I gave a ride to a young Serb in the Czech Republic named Nebojša. The whole way he told me stories about the war, to the point that I began to regret that I’d picked him up.
He said that death marks places like a dog marking its territory. Some people can sense it right away, while others simply start to feel uncomfortable after a time. Every stay in any place betrays the quiet ubiquitousness of the dead. As he said:
‘At first you always see what’s alive and vibrant. You’re delighted by nature, by the local church painted in different colours, by the smells and all that. But the longer you’re in a place, the more the charm of those things fades. You wonder who lived here before you came to this home and this room, whose things these are, who scratched the wall above the bed and what tree the sills were cut from. Whose hands built the elaborately decorated fireplace, paved the courtyard? And where are they now? In what form? Whose idea led to these paths around the pond and who had the idea of planting a willow out the window?

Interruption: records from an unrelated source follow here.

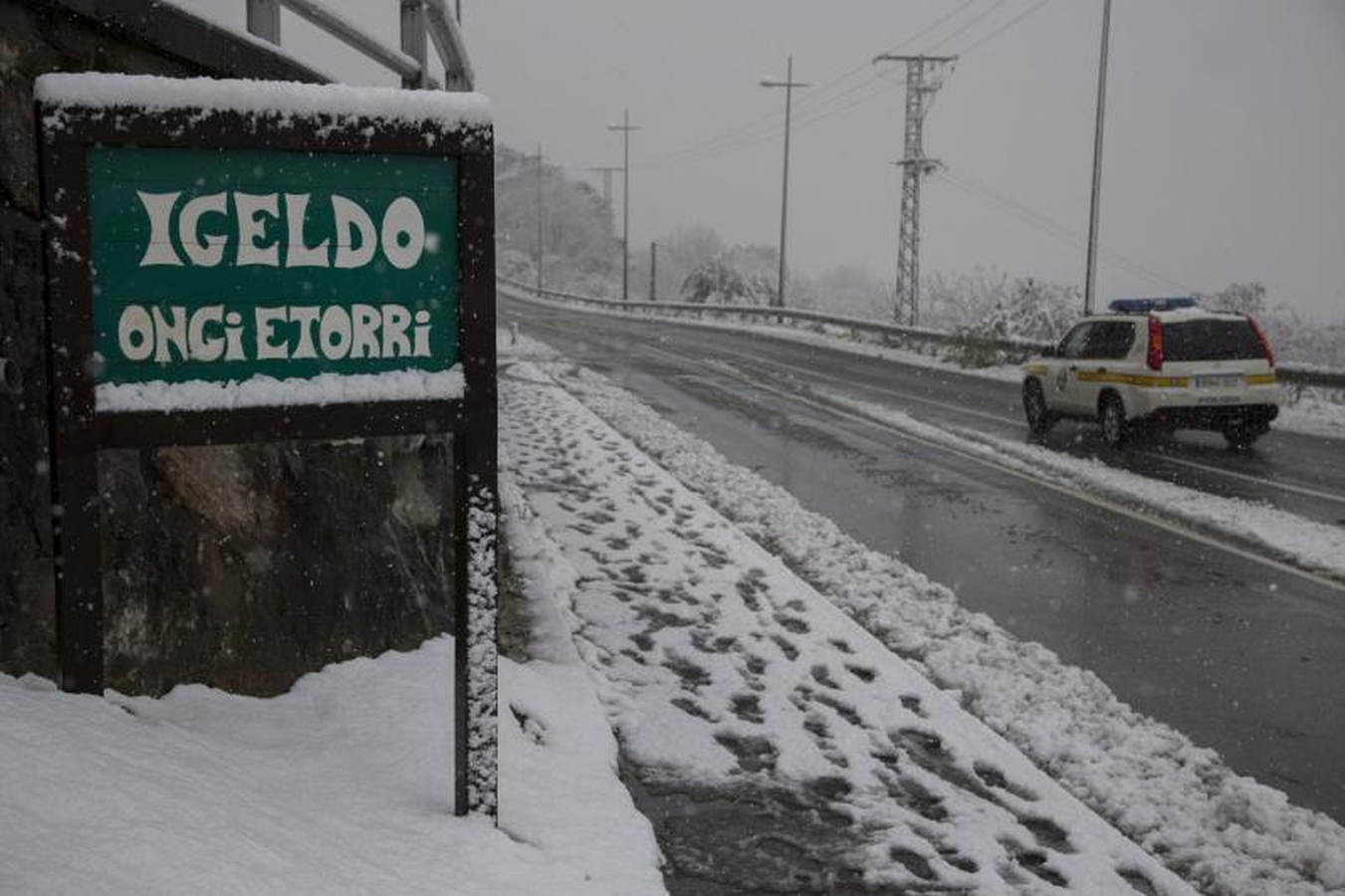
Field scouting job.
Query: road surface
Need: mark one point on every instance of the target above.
(1240, 655)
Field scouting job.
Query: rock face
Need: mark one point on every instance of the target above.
(240, 566)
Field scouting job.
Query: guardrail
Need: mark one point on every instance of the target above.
(420, 20)
(1297, 375)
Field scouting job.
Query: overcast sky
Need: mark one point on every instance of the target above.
(1226, 128)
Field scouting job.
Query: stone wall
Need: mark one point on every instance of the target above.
(240, 566)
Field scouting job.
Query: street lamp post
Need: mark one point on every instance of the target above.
(625, 128)
(788, 84)
(1091, 278)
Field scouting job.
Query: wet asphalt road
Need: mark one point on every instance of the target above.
(1241, 657)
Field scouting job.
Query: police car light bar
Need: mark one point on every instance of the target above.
(1145, 306)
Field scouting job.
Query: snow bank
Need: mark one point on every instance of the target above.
(153, 93)
(340, 785)
(1276, 533)
(1314, 413)
(723, 670)
(267, 391)
(1229, 834)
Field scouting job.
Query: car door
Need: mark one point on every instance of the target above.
(1100, 363)
(1061, 382)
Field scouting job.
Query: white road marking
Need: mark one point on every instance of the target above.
(1054, 486)
(1302, 490)
(943, 405)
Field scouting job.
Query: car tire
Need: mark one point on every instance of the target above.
(1240, 436)
(1111, 416)
(1039, 420)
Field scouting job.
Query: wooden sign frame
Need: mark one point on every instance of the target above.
(68, 132)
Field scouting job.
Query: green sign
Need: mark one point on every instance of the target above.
(221, 265)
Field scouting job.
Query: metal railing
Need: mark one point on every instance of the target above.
(422, 22)
(1297, 375)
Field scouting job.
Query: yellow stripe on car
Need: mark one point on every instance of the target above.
(1135, 379)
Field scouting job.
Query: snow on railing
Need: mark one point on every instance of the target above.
(1298, 375)
(421, 22)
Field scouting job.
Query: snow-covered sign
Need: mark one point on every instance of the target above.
(249, 260)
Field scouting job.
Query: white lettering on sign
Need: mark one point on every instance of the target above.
(401, 234)
(282, 333)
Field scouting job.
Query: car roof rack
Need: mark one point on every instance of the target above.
(1145, 306)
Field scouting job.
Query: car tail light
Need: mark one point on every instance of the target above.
(1260, 334)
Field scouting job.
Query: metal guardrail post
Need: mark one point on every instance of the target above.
(414, 42)
(1297, 375)
(264, 19)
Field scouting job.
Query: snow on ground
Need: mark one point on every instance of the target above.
(339, 785)
(1313, 412)
(719, 666)
(1229, 834)
(1272, 532)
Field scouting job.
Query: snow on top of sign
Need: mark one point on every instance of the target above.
(268, 391)
(284, 97)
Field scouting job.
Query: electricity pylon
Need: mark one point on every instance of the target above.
(606, 182)
(924, 76)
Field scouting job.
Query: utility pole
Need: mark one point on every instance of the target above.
(654, 269)
(606, 182)
(788, 84)
(540, 256)
(914, 167)
(1091, 278)
(625, 128)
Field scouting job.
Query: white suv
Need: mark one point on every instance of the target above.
(1165, 362)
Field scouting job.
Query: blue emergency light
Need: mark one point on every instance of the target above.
(1145, 306)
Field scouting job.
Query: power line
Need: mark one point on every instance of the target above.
(1005, 27)
(968, 25)
(1052, 228)
(1065, 232)
(822, 95)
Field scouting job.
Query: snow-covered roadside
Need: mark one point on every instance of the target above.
(1288, 537)
(1311, 413)
(339, 785)
(721, 669)
(1229, 834)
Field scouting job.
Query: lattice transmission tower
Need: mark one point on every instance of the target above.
(924, 76)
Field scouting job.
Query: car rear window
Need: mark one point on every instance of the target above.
(1211, 340)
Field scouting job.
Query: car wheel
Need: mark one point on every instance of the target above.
(1112, 418)
(1240, 436)
(1039, 420)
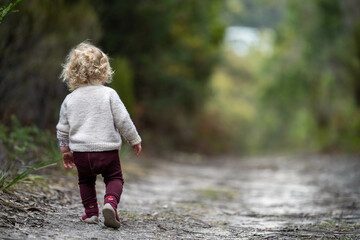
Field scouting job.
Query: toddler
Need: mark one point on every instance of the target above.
(92, 121)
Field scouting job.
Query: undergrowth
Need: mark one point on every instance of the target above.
(24, 150)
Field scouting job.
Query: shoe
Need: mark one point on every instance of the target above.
(92, 219)
(110, 216)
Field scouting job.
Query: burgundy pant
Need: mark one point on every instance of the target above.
(89, 164)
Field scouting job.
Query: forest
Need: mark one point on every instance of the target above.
(248, 110)
(185, 88)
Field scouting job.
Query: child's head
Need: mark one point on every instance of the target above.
(86, 65)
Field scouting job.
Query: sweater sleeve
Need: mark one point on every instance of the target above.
(123, 121)
(63, 126)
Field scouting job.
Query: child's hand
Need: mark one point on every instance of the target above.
(138, 149)
(68, 159)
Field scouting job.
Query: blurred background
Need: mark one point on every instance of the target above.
(209, 77)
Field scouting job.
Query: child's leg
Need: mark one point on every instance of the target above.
(87, 181)
(111, 171)
(113, 177)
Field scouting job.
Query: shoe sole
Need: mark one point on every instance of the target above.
(92, 220)
(110, 216)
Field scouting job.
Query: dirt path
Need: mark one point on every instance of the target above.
(194, 198)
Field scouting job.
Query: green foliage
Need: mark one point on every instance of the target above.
(33, 45)
(171, 48)
(123, 81)
(5, 10)
(25, 150)
(312, 85)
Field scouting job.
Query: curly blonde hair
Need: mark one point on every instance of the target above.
(86, 65)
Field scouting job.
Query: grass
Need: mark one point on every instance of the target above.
(26, 150)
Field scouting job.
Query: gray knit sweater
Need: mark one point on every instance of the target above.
(93, 119)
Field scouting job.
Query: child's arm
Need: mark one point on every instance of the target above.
(138, 148)
(63, 137)
(68, 158)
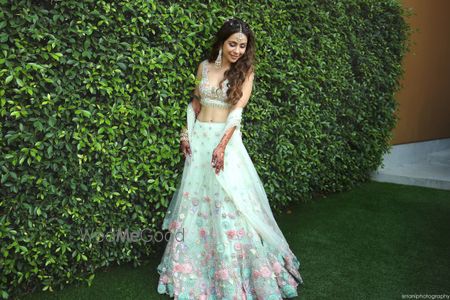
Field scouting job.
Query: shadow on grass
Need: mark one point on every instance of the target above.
(378, 241)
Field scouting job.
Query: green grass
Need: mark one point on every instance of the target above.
(378, 241)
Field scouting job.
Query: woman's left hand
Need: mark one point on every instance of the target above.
(217, 160)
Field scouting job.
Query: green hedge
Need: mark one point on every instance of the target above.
(94, 93)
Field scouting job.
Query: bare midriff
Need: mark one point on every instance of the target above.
(213, 114)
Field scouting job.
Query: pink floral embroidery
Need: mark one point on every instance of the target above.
(222, 274)
(187, 268)
(277, 267)
(292, 282)
(237, 246)
(178, 268)
(165, 279)
(265, 271)
(231, 234)
(242, 254)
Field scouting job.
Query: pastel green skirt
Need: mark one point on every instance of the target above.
(224, 241)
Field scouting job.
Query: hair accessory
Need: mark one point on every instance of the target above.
(218, 61)
(240, 33)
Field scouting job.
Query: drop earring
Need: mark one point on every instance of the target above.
(218, 61)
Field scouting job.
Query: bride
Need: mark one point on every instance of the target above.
(224, 241)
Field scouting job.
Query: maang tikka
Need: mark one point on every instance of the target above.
(240, 33)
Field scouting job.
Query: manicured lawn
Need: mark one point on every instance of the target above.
(378, 241)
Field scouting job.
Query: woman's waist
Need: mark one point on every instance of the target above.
(213, 115)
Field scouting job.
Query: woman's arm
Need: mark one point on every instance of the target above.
(233, 121)
(236, 110)
(196, 94)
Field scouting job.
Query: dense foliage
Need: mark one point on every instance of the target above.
(94, 94)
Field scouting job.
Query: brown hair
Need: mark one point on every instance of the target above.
(239, 70)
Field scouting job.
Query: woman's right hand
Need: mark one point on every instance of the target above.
(185, 148)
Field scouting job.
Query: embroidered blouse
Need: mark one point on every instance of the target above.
(211, 95)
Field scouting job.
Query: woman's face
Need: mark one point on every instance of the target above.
(234, 47)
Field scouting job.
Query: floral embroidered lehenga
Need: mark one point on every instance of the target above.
(224, 241)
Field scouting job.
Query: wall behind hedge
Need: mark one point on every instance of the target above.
(94, 93)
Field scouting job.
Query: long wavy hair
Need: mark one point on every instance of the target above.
(239, 70)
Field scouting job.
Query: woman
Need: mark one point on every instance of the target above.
(224, 241)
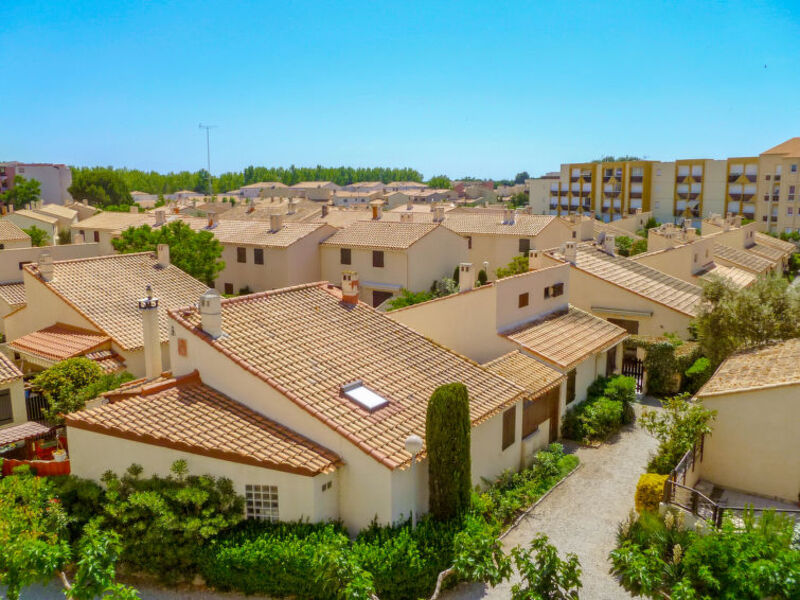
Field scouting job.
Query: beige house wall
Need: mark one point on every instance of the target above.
(299, 496)
(755, 446)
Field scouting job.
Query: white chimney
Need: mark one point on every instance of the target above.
(210, 306)
(46, 268)
(151, 336)
(466, 278)
(350, 287)
(571, 252)
(162, 250)
(609, 244)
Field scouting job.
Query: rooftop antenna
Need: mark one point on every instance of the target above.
(208, 154)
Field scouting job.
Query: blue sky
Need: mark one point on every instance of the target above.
(485, 89)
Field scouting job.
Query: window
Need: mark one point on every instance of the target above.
(377, 258)
(261, 502)
(571, 376)
(6, 414)
(509, 426)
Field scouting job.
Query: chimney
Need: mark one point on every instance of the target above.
(349, 287)
(211, 313)
(466, 278)
(609, 244)
(534, 260)
(570, 252)
(151, 337)
(46, 268)
(162, 251)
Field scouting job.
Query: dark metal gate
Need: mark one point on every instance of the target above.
(633, 367)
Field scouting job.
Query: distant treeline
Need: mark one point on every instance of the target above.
(167, 183)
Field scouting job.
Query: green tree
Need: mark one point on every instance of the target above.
(677, 428)
(440, 182)
(100, 186)
(447, 439)
(519, 264)
(38, 236)
(196, 252)
(24, 191)
(33, 547)
(733, 318)
(544, 575)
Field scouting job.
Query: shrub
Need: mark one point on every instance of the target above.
(650, 491)
(447, 439)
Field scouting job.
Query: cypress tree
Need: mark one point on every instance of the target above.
(447, 439)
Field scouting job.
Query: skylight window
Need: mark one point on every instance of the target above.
(363, 396)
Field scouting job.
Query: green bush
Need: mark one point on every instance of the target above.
(609, 406)
(447, 439)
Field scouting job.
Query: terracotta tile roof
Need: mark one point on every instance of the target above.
(108, 360)
(492, 224)
(60, 341)
(24, 431)
(8, 370)
(768, 240)
(184, 414)
(638, 278)
(738, 277)
(106, 289)
(24, 212)
(567, 337)
(790, 148)
(533, 375)
(10, 232)
(767, 366)
(13, 293)
(743, 258)
(380, 234)
(305, 343)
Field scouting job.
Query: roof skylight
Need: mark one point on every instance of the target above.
(363, 396)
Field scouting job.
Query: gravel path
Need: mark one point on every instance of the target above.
(582, 514)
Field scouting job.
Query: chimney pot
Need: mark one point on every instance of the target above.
(210, 307)
(162, 251)
(350, 287)
(466, 278)
(46, 267)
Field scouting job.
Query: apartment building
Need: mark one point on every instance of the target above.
(305, 398)
(764, 188)
(392, 255)
(54, 179)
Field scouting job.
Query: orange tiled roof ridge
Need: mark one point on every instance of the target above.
(305, 343)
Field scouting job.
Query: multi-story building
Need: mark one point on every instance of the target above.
(763, 188)
(54, 179)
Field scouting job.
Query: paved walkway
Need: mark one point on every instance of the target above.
(582, 514)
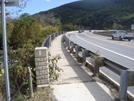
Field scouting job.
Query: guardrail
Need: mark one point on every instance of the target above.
(92, 58)
(50, 38)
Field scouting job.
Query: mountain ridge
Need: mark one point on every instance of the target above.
(96, 14)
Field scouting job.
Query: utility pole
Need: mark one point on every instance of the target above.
(3, 20)
(5, 50)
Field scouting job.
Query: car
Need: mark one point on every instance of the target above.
(121, 34)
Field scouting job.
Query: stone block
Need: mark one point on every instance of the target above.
(41, 52)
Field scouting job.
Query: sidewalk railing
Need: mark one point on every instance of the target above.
(89, 57)
(50, 38)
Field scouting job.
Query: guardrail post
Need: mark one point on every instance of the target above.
(84, 55)
(49, 40)
(76, 50)
(123, 85)
(71, 47)
(98, 63)
(41, 63)
(130, 77)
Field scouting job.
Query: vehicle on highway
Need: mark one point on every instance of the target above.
(122, 34)
(80, 31)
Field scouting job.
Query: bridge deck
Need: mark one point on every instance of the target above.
(75, 82)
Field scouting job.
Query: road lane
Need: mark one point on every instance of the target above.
(121, 52)
(116, 52)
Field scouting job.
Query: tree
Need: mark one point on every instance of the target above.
(69, 27)
(25, 28)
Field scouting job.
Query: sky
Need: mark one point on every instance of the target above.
(36, 6)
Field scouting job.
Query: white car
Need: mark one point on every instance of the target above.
(122, 34)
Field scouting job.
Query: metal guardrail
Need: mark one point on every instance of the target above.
(50, 38)
(126, 75)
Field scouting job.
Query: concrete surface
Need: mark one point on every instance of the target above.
(75, 82)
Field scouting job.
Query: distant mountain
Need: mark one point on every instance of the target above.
(96, 14)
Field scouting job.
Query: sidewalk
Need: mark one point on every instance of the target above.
(75, 83)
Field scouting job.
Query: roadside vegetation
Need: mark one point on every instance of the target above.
(23, 35)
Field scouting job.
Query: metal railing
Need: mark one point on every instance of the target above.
(88, 57)
(50, 38)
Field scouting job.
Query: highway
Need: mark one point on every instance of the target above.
(121, 52)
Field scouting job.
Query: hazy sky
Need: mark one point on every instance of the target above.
(35, 6)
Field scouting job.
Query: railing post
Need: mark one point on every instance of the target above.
(123, 85)
(71, 47)
(98, 63)
(84, 55)
(76, 50)
(41, 63)
(30, 83)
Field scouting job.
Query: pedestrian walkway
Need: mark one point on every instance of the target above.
(75, 82)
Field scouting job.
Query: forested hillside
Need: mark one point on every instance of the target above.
(96, 14)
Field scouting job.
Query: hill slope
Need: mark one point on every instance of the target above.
(97, 14)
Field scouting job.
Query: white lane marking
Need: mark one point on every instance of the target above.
(106, 49)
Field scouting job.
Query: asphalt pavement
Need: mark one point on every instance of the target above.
(75, 82)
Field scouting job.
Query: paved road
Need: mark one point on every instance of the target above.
(75, 83)
(121, 52)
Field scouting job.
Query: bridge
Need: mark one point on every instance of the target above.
(77, 48)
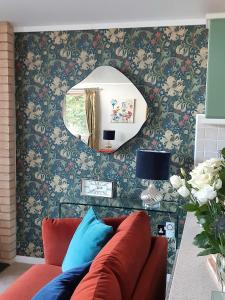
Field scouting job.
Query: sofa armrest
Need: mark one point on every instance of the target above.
(152, 281)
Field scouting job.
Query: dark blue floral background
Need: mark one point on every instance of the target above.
(167, 64)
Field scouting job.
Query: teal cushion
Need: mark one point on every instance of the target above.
(91, 235)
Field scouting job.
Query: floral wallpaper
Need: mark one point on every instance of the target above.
(168, 66)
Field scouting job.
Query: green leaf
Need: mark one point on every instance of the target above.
(201, 240)
(191, 206)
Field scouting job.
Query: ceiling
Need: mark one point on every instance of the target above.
(28, 15)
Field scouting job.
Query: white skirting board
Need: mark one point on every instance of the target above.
(29, 260)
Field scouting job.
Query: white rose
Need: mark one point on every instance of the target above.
(218, 184)
(205, 194)
(183, 191)
(176, 181)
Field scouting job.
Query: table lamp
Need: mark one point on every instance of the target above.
(109, 135)
(152, 165)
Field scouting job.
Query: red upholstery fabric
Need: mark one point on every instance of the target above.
(116, 269)
(57, 234)
(27, 285)
(152, 281)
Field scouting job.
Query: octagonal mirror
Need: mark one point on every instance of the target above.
(105, 110)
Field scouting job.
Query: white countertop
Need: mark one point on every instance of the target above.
(192, 278)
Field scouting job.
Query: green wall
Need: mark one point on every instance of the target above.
(215, 99)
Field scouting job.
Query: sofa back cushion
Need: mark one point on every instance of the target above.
(117, 267)
(57, 234)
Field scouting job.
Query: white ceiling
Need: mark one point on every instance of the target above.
(35, 15)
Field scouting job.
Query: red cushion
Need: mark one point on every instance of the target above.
(57, 234)
(116, 269)
(152, 282)
(27, 285)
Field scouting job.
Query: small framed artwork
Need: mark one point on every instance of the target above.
(122, 110)
(97, 188)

All the houses, avenues, parks, gardens and streets are permeated with the deaths of others. Once you start feeling this, something starts to pull you elsewhere, you start to think it’s time to move on.’
He added that when we are in motion, there’s no time for such idle meditations. Which is why to people on trips everything seems new and clean, virginal, and, in some sense, immortal.
And when he got out at Mikulec, I repeated to myself his strange-sounding name. Ne-boy-sha. It sounded exactly like the Polish ‘Nie bój się’: do not be afraid.